Replicating a NATS Stream


I am busy building a system that will move Choria registration data from regional data centres to a global store. The new Go based Choria daemon has a concept of a Protocol Adapter which can receive messages on the traditional NATS side of Choria and transform them into Stream messages and publish them.

This gets me my data from the high frequency, high concurrency updates from the Choria daemons into a Stream – but the Stream is local to the DC. Indeed in the DC I do want to process these messages to build a metadata store there but I also want to processes these messages for replication upward to my central location(s).

Hence the importance of the properties of Streams that I highlighted above – multiple consumers with multiple views of the Stream.

There are basically 2 options available:

  1. Pick a message from a topic, replicate it, pick the next one, one after the other in a single worker
  2. Have a pool of workers form a queue group and let them share the replication load

At the basic level the first option will retain ordering of the messages – order in the source queue will be the order in the target queue. NATS Streaming will try to redeliver a message that timed out delivery and it won’t move on till that message is handled, thus ordering is safe.

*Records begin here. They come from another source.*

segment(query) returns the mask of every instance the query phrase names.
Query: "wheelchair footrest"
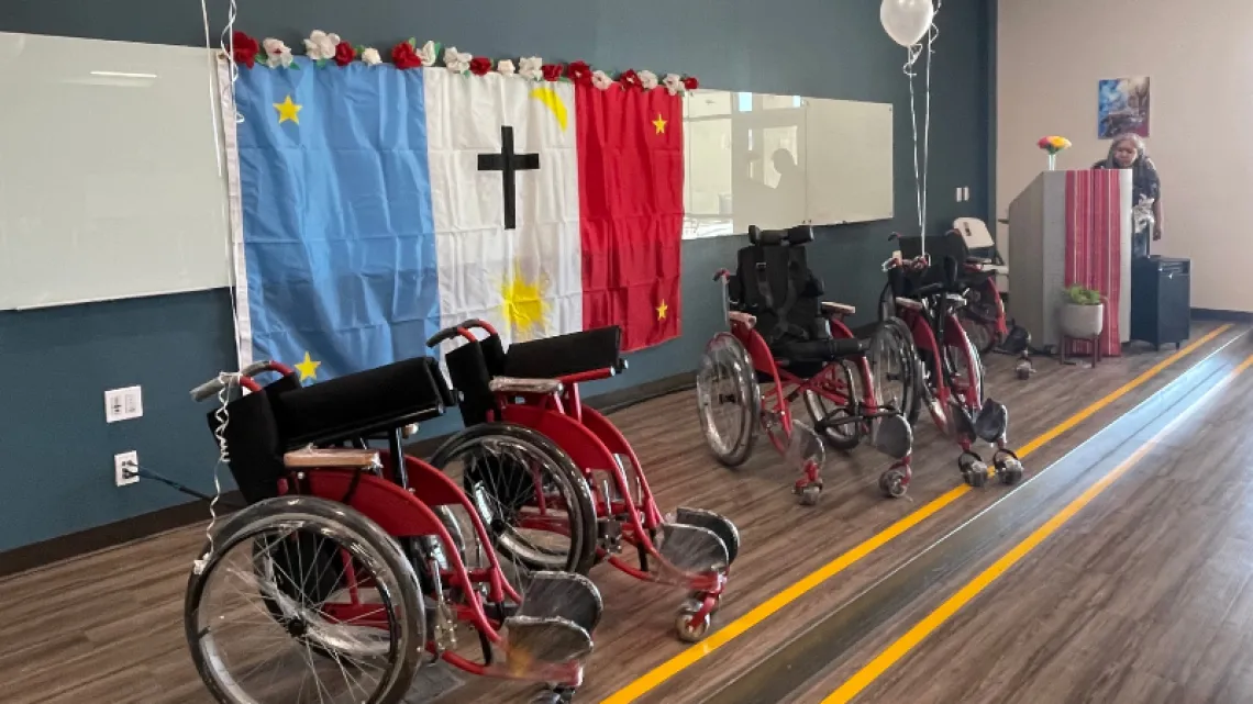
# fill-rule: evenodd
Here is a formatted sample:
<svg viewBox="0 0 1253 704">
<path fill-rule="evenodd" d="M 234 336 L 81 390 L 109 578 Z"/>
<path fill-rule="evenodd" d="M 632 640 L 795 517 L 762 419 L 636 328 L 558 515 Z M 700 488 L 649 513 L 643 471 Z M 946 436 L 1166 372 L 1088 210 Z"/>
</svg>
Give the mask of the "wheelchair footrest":
<svg viewBox="0 0 1253 704">
<path fill-rule="evenodd" d="M 903 460 L 913 451 L 913 428 L 903 416 L 891 415 L 875 418 L 871 425 L 871 443 L 893 460 Z"/>
<path fill-rule="evenodd" d="M 728 565 L 734 562 L 736 556 L 739 555 L 739 529 L 730 522 L 730 519 L 704 509 L 679 506 L 674 512 L 674 522 L 712 530 L 727 547 Z"/>
<path fill-rule="evenodd" d="M 516 616 L 561 619 L 590 634 L 596 630 L 603 610 L 600 591 L 588 577 L 566 572 L 535 572 Z"/>
<path fill-rule="evenodd" d="M 658 554 L 674 569 L 688 574 L 708 574 L 730 565 L 727 544 L 708 527 L 683 522 L 662 524 Z"/>
<path fill-rule="evenodd" d="M 984 442 L 992 442 L 1005 437 L 1009 431 L 1010 425 L 1010 412 L 1004 403 L 992 401 L 991 398 L 984 400 L 984 407 L 979 410 L 979 415 L 975 417 L 975 436 Z"/>
<path fill-rule="evenodd" d="M 519 615 L 505 620 L 504 651 L 509 670 L 524 673 L 585 658 L 591 653 L 591 634 L 560 616 Z"/>
</svg>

The 2nd option since you have multiple workers you have no way to retain ordering of the messages since workers will go at different rates and retries can happen in any order – it will be much faster though.

I can envision a 3rd option where I have multiple workers replicating data into a temporary store where on the other side I inject them into the queue in order but this seems super prone to failure, so I only support these 2 methods for now.

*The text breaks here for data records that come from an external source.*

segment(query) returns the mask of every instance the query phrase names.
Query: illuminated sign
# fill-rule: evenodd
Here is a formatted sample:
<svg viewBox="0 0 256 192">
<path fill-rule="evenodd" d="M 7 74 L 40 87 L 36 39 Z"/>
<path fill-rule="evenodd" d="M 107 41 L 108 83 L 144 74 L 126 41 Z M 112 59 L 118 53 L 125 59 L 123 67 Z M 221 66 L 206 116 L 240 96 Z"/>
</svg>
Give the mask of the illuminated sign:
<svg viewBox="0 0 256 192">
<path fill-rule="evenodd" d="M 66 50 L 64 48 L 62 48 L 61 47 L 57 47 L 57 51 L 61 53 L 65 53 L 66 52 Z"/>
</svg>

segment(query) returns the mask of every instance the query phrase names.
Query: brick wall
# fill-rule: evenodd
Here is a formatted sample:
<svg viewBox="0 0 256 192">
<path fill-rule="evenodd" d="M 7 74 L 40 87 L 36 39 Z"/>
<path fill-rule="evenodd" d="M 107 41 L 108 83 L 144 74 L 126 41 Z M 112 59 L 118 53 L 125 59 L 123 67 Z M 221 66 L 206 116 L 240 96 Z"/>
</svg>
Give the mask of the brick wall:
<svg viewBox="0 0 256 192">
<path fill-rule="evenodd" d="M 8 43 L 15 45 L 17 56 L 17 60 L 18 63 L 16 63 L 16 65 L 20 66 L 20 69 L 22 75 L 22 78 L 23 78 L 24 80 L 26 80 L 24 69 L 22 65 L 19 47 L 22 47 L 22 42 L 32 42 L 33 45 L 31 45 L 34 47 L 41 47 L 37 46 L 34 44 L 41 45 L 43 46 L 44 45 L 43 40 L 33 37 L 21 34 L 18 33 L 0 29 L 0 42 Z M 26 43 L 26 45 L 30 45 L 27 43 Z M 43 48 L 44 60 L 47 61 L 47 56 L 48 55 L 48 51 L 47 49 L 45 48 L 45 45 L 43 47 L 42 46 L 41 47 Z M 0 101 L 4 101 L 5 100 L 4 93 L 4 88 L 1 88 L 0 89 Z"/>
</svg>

Limiting the rate of replication


There is one last concern in this scenario, I might have 10s of data centres all with 10s of thousands of nodes. At the DC level I can handle the rate of messages but at the central location where I might have 10s of DCs x 10s of thousands of machines if I had to replicate ALL the data at near real time speed I would overwhelm the central repository pretty quickly.

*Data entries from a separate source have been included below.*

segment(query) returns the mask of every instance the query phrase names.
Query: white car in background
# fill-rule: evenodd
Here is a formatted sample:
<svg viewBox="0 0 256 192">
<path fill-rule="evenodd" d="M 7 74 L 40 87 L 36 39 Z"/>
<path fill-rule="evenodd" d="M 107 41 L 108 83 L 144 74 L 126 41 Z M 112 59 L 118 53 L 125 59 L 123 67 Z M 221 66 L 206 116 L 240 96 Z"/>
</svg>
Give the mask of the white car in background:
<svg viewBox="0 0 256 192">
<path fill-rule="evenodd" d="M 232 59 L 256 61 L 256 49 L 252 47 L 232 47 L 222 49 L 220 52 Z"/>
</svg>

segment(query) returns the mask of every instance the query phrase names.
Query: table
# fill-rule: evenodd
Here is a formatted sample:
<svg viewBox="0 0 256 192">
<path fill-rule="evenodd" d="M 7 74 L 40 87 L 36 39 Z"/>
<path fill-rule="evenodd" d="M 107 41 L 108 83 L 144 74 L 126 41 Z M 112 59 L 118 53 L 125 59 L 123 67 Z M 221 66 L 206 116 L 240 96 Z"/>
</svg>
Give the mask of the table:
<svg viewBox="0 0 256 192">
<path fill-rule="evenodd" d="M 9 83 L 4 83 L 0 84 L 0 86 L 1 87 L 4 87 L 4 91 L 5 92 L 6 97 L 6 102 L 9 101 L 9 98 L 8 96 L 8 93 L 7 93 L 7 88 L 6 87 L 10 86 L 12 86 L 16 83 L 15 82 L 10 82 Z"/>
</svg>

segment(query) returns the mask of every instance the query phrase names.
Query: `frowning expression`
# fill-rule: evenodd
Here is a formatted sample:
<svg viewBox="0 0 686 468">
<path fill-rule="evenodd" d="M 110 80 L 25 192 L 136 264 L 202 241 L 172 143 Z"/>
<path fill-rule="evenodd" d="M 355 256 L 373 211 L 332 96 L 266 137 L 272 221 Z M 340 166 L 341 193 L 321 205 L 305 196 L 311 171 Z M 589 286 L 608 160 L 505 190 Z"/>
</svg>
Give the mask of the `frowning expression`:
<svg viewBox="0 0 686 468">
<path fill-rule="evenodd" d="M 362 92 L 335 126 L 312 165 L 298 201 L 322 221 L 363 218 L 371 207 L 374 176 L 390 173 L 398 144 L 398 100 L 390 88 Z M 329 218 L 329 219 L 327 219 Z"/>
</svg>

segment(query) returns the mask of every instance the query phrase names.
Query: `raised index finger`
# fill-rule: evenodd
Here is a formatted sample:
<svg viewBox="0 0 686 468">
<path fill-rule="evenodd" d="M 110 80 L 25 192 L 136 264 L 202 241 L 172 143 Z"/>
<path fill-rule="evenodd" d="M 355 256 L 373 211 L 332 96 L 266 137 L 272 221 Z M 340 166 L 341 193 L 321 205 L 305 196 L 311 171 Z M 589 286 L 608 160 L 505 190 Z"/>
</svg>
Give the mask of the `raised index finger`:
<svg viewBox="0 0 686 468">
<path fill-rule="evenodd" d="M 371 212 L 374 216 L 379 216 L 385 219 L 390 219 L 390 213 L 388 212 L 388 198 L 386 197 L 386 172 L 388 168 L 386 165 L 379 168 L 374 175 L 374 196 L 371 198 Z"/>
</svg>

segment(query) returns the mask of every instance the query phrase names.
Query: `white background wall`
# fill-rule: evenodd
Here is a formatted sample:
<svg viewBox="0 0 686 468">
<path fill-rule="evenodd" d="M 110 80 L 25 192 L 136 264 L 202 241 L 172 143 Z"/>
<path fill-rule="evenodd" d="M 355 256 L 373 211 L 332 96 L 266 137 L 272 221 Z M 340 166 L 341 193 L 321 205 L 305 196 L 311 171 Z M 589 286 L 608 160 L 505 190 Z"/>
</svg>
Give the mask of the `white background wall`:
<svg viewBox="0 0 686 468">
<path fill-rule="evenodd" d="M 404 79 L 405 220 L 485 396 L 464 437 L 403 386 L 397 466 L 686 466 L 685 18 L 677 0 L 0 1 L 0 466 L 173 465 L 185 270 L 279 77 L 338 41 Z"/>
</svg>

Now in the case of machine metadata you probably want the first piece of metadata immediately but from then on it’ll be a lot of duplicated data with only small deltas over time. You could be clever and only publish deltas but you have the problem then that should a delta publish go missing you end up with a inconsistent state – this is something that will happen in distributed systems.

So instead I let the replicator inspect your JSON, if your JSON has something like fqdn in it, it can look at that and track it and only publish data for any single matching sender every 1 hour – or whatever you configure.

This has the effect that this kind of highly duplicated data is handled continuously in the edge but that it only gets a snapshot replication upwards once a hour for any given node. This solves the problem neatly for me without there being any risks to deltas being lost, it’s also a lot simpler to implement.

Choria Stream Replicator


So finally I present the Choria Stream Replicator. It does all that was described above with a YAML configuration file, something like this:
debug: false                     # default
verbose: false                   # default
logfile: "/path/to/logfile"      # STDOUT default
state_dir: "/path/to/statedir"   # optional
topics:
    cmdb:
        topic: acme.cmdb
        source_url: nats://source1:4222,nats://source2:4222
        source_cluster_id: dc1
        target_url: nats://target1:4222,nats://target2:4222
        target_cluster_id: dc2
        workers: 10              # optional
        queued: true             # optional
        queue_group: cmdb        # optional
        inspect: host            # optional
        age: 1h                  # optional
        monitor: 10000           # optional
        name: cmdb_replicator    # optional

Please review the README document for full configuration details.

I’ve been running this in a test DC with 1k nodes for a week or so and I am really happy with the results, but be aware this is new software so due care should be given. It’s available as RPMs, has a Puppet module, and I’ll upload some binaries on the next release.